The Herald (South Africa)

Half-century of serving others

Retiring nursing stalwart has just about seen it all

- Estelle Ellis ellise@timesmedia.co.za

WHEN registered nurse Gobbie Miles, 68, started nursing, patients were still smoking in their beds and even had ashtrays on their side tables.

“One of my most vivid memories was of this man, Mr Rose,” she said.

“He had a double amputation because of gangrene and was on oxygen because of problems with his lungs.

“He was in the intensive care unit. Suddenly I smelled cigarette smoke and there he was, with a cigarette hanging out of the side of his oxygen mask.

“‘Just give me that cigarette before you set the whole world on fire’, I said to him,” she said, laughing.

Next week Miles, one of the founding members of the first intensive care unit at Provincial Hospital as well as one of the first nurses to work on an advanced life support ambulance, will retire from Life St George’s Hospital.

Impeccable in her dark-blue uniform and steel-rimmed glasses, Miles – who was also a teacher and an ICU nurse – was humble about her long service to the Port Elizabeth community.

“The other day they had a party for me here at the hospital. They told me I must give a lecture and I spent hours on it,” she said.

Miles, who grew up in Molteno, said she had come to Port Elizabeth for the first time a day or two before she was due to start her training at Sharley Cribb Nursing College in 1966.

“I really wanted to study history and literature, but my parents didn’t have money to send me to university,” she said. “I had never been to Port Elizabeth before.

“At the time, Provincial Hospital was the training hospital in Port Elizabeth.”

She was part of the team of nurses that set up the first ICU at the hospital.
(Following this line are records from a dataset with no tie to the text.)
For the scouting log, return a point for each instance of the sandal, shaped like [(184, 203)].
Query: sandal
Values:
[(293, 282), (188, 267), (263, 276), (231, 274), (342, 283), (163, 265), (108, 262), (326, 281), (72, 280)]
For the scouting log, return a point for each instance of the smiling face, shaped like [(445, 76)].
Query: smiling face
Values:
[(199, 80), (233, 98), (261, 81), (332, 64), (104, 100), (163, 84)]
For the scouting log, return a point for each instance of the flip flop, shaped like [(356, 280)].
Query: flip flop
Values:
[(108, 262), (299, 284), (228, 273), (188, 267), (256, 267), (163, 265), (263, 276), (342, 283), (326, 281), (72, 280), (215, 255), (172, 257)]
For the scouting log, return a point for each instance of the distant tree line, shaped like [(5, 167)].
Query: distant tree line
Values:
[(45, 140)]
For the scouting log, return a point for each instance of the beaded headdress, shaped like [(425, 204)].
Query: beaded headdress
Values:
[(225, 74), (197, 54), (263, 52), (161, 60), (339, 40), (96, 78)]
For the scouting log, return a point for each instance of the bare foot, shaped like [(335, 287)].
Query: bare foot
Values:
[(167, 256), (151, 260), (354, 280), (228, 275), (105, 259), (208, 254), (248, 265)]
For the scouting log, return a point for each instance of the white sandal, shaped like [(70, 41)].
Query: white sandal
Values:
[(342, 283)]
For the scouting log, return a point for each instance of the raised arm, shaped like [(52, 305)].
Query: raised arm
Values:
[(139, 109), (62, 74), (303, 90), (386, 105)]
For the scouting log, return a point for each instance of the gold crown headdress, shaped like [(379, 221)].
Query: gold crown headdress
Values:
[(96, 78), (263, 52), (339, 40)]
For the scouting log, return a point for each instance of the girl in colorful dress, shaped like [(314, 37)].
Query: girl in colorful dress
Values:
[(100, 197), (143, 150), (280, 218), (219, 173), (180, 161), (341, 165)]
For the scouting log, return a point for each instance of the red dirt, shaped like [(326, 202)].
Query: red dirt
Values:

“We had a three-bed unit for heart patients and a three-bed unit for patients with respirator­y problems.

“From then on I always worked in ICU, but I started there because they were looking for nurses.

“We had just started ventilatin­g patients and often we would just do it behind a screen,” she said.

“Back then you could see how a ventilator breathed for a patient.

“It wasn’t like today [where] you only see the numbers and press a few buttons.

“The doctors set our first intensive care nursing exam. You had to do your oral exam, like doctors do. They filled a room with doctors and they all asked you questions.”

It was during this time that Dr Ray Bosman, who started the ICU unit at Provincial Hospital, started the Echo 1 ambulance service.

“We just named it after the call sign. We used to go on calls with portable ventilator­s to help patients. It was very exciting,” Miles said.

“It is the children we looked after I remember most fondly.

“I can’t often recognise my patients on the street, but sometimes people come back to say hi to us.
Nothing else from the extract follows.